Printing and imaging hardware and software company Lexmark this morning announced that it plans to significantly restructure in order to eventually save close to $100 million per year.

Most significantly: the company will stop developing and manufacturing inkjet hardware, and fire 1,700 workers as a result.

Lexmark says it will close its inkjet supplies manufacturing facility in the Philippines by the end of 2015. Of the 1,700 jobs that will be scrapped, 1,100 are manufacturing positions, it adds.

Lexmark says it will continue to provide service, support and aftermarket supplies for its inkjet installed base and look for a buyer of its inkjet-related technology.

Says Lexmark CEO and chairman Paul Rooke:

“Today’s announcement represents difficult decisions, which are necessary to drive improved profitability and significant savings.
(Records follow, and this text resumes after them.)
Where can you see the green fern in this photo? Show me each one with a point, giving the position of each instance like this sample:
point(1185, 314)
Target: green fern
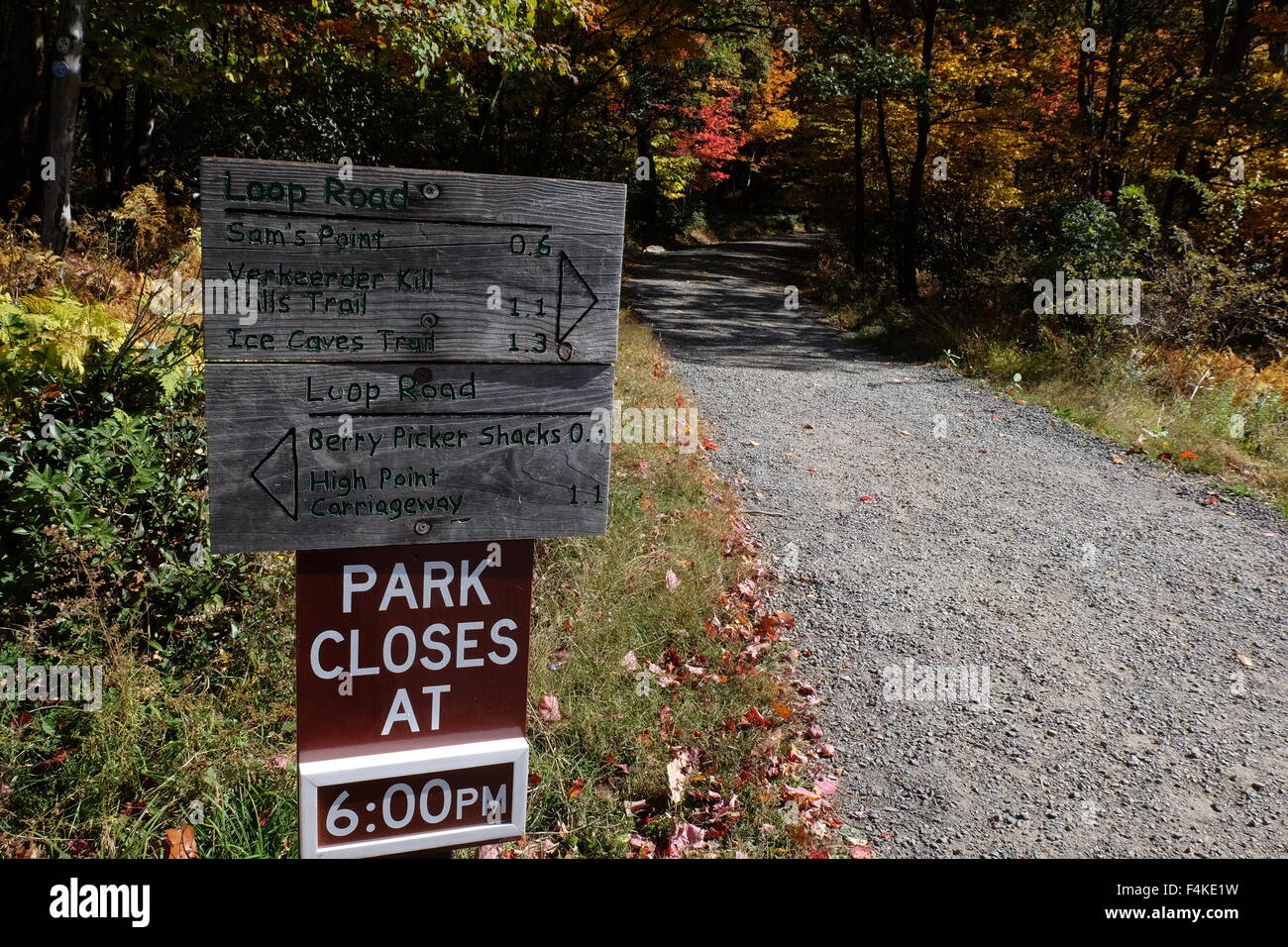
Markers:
point(55, 333)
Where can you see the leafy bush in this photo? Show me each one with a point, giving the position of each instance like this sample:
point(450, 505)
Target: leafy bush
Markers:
point(115, 505)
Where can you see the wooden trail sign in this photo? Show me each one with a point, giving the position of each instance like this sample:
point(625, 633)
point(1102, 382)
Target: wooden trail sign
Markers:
point(411, 684)
point(398, 357)
point(403, 356)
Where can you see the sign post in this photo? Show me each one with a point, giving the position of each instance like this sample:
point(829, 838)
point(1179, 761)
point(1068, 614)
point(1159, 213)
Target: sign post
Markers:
point(408, 379)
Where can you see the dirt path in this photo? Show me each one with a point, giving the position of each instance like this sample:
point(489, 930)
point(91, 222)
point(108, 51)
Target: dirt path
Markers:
point(1108, 609)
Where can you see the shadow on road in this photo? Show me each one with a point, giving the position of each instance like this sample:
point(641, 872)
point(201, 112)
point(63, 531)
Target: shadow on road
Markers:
point(724, 304)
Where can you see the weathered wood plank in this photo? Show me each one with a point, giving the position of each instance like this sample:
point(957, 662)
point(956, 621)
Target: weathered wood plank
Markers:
point(493, 268)
point(380, 460)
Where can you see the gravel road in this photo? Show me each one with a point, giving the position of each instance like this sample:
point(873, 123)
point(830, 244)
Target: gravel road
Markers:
point(1022, 647)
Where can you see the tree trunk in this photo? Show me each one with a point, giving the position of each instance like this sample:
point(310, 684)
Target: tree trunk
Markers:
point(141, 137)
point(858, 249)
point(648, 187)
point(911, 222)
point(55, 209)
point(22, 50)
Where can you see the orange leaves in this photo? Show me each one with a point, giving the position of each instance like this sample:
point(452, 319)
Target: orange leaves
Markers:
point(180, 843)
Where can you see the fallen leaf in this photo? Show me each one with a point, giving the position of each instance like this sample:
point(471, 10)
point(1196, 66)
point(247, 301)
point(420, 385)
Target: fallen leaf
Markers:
point(181, 841)
point(675, 780)
point(548, 707)
point(686, 838)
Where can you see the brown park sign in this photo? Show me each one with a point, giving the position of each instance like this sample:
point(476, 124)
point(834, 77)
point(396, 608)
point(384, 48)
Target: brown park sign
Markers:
point(400, 356)
point(411, 682)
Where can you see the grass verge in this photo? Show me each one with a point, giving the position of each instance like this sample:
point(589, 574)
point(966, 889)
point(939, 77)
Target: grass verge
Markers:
point(679, 731)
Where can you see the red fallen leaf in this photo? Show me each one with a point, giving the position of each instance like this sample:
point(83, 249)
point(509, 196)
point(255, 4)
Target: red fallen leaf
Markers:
point(643, 847)
point(548, 709)
point(181, 843)
point(684, 838)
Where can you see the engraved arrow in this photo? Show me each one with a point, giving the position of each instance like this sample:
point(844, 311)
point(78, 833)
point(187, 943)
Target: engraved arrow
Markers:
point(282, 474)
point(566, 264)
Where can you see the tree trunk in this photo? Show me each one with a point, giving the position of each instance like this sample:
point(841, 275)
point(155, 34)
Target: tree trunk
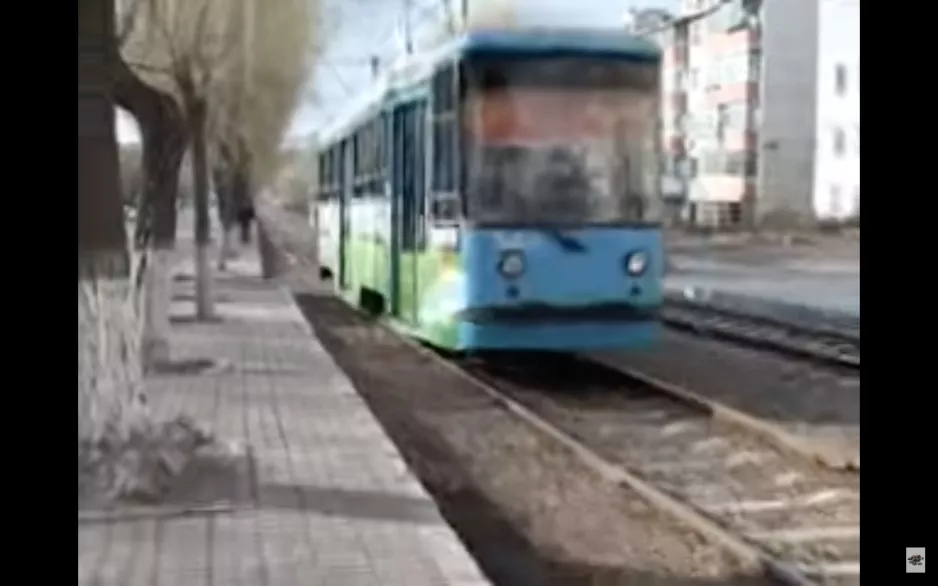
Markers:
point(109, 374)
point(226, 212)
point(196, 113)
point(164, 142)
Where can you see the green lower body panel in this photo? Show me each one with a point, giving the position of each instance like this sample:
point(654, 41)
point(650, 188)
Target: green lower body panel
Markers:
point(430, 290)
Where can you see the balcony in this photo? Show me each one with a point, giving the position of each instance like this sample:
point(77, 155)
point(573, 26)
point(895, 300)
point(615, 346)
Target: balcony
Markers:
point(678, 102)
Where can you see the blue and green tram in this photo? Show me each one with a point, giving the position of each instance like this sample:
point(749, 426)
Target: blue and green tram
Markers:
point(498, 193)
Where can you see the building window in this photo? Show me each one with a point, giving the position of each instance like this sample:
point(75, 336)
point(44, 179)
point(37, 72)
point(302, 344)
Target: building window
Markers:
point(722, 121)
point(835, 200)
point(695, 33)
point(840, 142)
point(840, 79)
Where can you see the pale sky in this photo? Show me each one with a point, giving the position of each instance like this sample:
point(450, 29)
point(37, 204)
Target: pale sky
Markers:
point(356, 29)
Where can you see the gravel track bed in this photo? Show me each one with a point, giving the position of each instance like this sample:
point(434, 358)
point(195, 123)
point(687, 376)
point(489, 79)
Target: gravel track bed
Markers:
point(740, 480)
point(798, 342)
point(528, 510)
point(819, 405)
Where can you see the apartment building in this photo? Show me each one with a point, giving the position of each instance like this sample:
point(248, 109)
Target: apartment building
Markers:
point(750, 102)
point(837, 147)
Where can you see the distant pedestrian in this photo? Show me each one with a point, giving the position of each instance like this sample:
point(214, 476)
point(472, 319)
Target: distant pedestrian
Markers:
point(245, 219)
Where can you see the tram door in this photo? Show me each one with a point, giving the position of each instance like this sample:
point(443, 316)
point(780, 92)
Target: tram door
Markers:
point(346, 186)
point(408, 206)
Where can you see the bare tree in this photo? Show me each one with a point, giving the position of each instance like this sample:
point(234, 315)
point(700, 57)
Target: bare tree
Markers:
point(178, 46)
point(107, 383)
point(254, 100)
point(121, 447)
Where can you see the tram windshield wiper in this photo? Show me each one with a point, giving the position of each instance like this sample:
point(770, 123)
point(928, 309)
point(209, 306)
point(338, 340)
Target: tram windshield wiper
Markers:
point(568, 243)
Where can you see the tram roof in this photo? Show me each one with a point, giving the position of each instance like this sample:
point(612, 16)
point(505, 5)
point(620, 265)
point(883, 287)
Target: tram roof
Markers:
point(507, 43)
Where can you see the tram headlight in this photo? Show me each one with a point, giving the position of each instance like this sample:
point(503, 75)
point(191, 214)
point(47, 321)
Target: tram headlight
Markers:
point(635, 263)
point(511, 264)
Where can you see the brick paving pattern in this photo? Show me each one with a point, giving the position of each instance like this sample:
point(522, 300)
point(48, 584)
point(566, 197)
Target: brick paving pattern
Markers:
point(334, 501)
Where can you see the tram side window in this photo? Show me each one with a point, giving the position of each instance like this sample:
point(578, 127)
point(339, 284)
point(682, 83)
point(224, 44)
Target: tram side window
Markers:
point(358, 171)
point(444, 198)
point(381, 150)
point(324, 175)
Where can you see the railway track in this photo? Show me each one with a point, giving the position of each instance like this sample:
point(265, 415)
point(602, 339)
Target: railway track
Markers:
point(819, 343)
point(799, 521)
point(796, 520)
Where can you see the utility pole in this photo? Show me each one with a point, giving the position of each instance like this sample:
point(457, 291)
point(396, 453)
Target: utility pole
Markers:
point(408, 34)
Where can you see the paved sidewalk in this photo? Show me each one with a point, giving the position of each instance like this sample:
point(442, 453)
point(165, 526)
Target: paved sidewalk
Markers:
point(333, 502)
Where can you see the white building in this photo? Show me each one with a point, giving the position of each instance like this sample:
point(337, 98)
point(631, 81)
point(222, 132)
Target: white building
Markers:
point(759, 117)
point(837, 147)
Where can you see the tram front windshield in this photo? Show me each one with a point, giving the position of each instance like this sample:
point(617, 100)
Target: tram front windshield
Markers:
point(564, 141)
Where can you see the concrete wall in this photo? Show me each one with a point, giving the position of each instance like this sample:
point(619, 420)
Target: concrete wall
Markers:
point(837, 176)
point(787, 111)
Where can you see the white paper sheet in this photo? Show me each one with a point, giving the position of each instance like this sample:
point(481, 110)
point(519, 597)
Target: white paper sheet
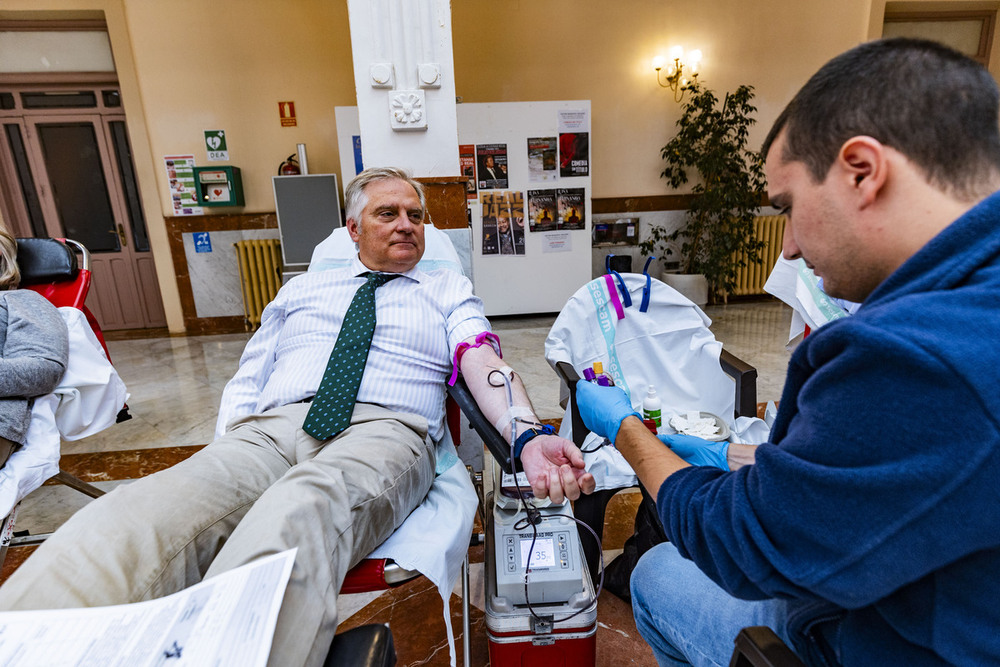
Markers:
point(225, 620)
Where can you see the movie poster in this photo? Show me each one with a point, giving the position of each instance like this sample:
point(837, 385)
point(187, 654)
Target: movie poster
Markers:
point(542, 163)
point(542, 210)
point(503, 223)
point(574, 154)
point(491, 163)
point(572, 206)
point(467, 162)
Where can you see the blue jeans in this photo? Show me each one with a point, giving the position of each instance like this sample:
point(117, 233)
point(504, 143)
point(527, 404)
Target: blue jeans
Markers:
point(686, 618)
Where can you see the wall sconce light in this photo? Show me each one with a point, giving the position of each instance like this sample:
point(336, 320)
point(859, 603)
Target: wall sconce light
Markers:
point(681, 73)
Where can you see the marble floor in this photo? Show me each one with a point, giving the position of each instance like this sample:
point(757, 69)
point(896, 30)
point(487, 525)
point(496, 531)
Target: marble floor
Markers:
point(175, 384)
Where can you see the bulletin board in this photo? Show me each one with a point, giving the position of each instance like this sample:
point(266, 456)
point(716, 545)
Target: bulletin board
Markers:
point(545, 149)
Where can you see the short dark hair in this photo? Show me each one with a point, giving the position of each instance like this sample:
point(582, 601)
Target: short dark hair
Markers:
point(934, 105)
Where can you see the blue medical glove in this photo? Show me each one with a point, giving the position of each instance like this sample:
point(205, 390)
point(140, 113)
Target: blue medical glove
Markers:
point(697, 451)
point(603, 408)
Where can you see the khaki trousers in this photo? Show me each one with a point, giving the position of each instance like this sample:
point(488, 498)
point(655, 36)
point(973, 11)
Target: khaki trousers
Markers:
point(264, 487)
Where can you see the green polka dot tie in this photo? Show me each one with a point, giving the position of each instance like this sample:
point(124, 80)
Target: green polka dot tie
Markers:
point(331, 409)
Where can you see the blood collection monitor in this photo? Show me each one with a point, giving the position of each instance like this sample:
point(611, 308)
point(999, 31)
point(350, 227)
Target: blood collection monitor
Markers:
point(552, 557)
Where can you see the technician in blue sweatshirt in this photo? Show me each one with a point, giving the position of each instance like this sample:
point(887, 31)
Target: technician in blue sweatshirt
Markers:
point(867, 532)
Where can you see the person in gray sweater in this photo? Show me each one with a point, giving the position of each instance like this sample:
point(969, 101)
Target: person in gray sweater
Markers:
point(34, 348)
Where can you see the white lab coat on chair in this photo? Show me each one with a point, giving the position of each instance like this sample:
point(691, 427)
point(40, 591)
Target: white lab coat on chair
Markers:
point(87, 401)
point(668, 346)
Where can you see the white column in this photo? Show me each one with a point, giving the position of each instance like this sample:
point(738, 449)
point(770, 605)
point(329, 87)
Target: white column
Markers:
point(405, 80)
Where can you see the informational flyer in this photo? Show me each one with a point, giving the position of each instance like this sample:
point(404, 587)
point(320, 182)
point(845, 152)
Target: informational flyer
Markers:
point(542, 164)
point(572, 208)
point(574, 154)
point(542, 214)
point(503, 223)
point(180, 176)
point(558, 242)
point(226, 620)
point(492, 166)
point(467, 162)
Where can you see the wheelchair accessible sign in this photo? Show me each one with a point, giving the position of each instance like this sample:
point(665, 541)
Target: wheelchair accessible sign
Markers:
point(215, 146)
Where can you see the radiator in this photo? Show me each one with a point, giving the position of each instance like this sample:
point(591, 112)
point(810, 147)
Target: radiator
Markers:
point(260, 275)
point(750, 279)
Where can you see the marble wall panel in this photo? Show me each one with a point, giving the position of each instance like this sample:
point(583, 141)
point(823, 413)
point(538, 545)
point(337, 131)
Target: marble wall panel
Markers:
point(215, 276)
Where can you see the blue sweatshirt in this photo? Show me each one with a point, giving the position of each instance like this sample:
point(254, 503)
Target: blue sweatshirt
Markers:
point(876, 506)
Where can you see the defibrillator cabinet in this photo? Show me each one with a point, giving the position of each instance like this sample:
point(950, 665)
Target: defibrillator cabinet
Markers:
point(218, 186)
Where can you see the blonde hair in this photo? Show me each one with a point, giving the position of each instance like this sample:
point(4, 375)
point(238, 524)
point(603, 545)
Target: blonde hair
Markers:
point(10, 275)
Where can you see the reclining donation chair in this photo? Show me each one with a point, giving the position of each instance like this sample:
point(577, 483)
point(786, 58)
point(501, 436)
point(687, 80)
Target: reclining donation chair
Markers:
point(90, 396)
point(645, 334)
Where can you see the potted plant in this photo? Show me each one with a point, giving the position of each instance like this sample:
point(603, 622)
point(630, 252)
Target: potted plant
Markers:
point(718, 227)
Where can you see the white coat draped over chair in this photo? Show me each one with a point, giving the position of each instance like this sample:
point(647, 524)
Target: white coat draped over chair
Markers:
point(87, 401)
point(667, 344)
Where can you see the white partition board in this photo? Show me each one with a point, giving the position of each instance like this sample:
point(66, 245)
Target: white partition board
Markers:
point(555, 263)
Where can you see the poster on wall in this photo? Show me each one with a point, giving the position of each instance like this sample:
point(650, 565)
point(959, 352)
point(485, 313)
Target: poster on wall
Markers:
point(572, 207)
point(492, 166)
point(467, 162)
point(542, 159)
point(503, 223)
point(574, 154)
point(542, 210)
point(180, 176)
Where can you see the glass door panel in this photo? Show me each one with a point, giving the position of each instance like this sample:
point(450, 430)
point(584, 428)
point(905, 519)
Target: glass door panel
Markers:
point(72, 159)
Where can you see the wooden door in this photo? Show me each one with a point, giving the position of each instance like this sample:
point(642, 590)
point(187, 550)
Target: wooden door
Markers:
point(81, 185)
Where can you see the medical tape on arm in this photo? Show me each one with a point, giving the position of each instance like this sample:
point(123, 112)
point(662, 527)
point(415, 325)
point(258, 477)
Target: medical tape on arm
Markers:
point(514, 412)
point(464, 347)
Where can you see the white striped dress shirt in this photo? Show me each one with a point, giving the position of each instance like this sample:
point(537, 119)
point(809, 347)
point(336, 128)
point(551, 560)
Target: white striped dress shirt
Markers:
point(421, 319)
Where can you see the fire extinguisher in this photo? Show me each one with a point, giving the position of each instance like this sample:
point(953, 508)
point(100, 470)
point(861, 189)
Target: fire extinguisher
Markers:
point(289, 167)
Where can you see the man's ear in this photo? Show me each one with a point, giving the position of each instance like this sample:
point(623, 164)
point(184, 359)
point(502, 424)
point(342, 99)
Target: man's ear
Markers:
point(352, 229)
point(863, 161)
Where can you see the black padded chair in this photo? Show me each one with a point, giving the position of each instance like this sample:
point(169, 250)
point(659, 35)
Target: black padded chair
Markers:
point(759, 646)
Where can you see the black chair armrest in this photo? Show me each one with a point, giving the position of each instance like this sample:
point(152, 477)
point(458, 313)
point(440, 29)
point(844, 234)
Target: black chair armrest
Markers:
point(499, 448)
point(758, 646)
point(45, 261)
point(363, 646)
point(746, 383)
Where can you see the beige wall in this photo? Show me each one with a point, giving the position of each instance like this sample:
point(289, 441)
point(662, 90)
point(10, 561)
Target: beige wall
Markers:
point(592, 49)
point(190, 65)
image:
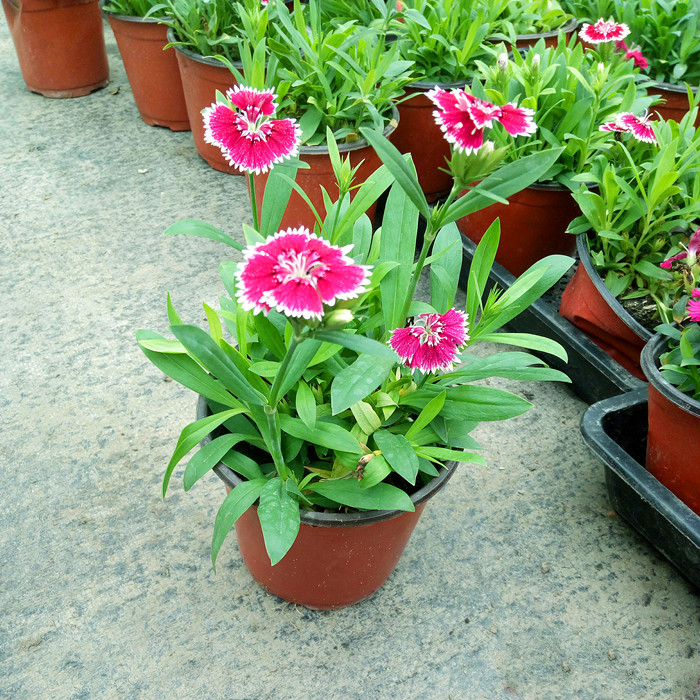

Our investments are focused on higher value imaging and software solutions, and we believe the synergies between imaging and the emerging software elements of our business will continue to drive growth across the organization.”

The company’s actions are expected to generate $85 million savings in 2013 and should increase to ongoing annualized savings of $95 million beginning in 2015.

As for the restructuring costs (from the press release):

The total program pre-tax cost for these actions is expected to be $160 million, with $110 million incurred in 2012, $30 million incurred in 2013, and the remaining $20 million incurred in 2014 and 2015.

The total program cash flow impact for these actions is expected to be $75 million, with $40 million impacting 2012, $30 million impacting 2013, and the remaining $5 million impacting 2014 and 2015.

Lexmark also announced that it plans an additional $100 million of share repurchases in the third and fourth quarter of 2012 to appease its shareholders.